The correct order of bond dissociation enthalpy of halogens is :

• A. $Cl _{2}> F _{2}> Br _{2}> I _{2}$
• B. $I _{2}> Br _{2}> Cl _{2}> F _{2}$
• C. $Cl _{2}> Br _{2}> F _{2}> I _{2}$
• D. $F _{2}> Cl _{2}> Br _{2}> I _{2}$

Answer 1

The Correct Option is C

The bond dissociation enthalpy refers to the energy required to break the bond between two atoms in a molecule. In the case of diatomic halogens (X₂ molecules), this enthalpy helps determine the strength of the bond between two halogen atoms. The order of bond dissociation enthalpy for halogens is determined by a combination of atomic size, bond length, and bond strength.

Let's analyze the bond dissociation enthalpies of the halogens:

• Fluorine (F₂): Despite being a small atom with high electronegativity, its bond dissociation enthalpy is relatively lower because of the electron-electron repulsions in its small molecule.
• Chlorine (Cl₂): Exhibits the highest bond dissociation enthalpy among halogens due to optimal bond length and strong bond strength with minimal repulsion.
• Bromine (Br₂): Has a moderate bond dissociation enthalpy due to increased atomic size compared to Cl₂, resulting in a weaker bond than chlorine but stronger than iodine.
• Iodine (I₂): Has the lowest bond dissociation enthalpy among the common halogens due to the large atomic size, resulting in a longer and weaker bond.

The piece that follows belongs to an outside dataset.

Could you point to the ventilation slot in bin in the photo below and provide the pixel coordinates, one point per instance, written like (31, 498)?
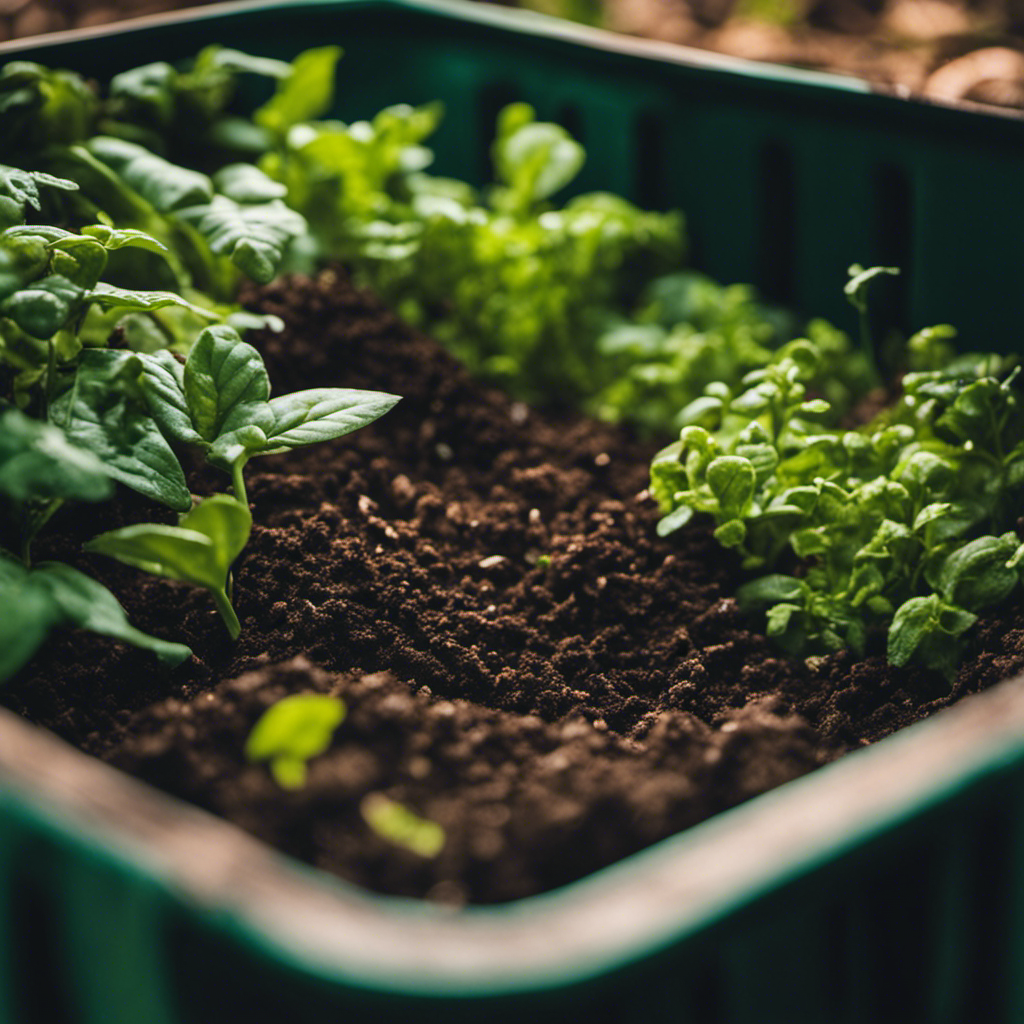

From the above analysis, the correct order of bond dissociation enthalpy of halogens is:

\(Cl _{2}> Br _{2}> F _{2}> I _{2}\)

Let's examine why the other options are incorrect:

• \(Cl _{2}> F _{2}> Br _{2}> I _{2}\): Incorrect because F₂ has more repulsion and consequently less bond strength than Br₂, and thus cannot have greater bond enthalpy.
• \(I _{2}> Br _{2}> Cl _{2}> F _{2}\): Incorrect as I₂ cannot have greater enthalpy due to its weak bond strength.
• \(F _{2}> Cl _{2}> Br _{2}> I _{2}\): Incorrect because Cl₂ has higher enthalpy compared to F₂ due to optimal bond length and fewer repulsions.

Thus, the correct answer is indeed \(Cl _{2}> Br _{2}> F _{2}> I _{2}\).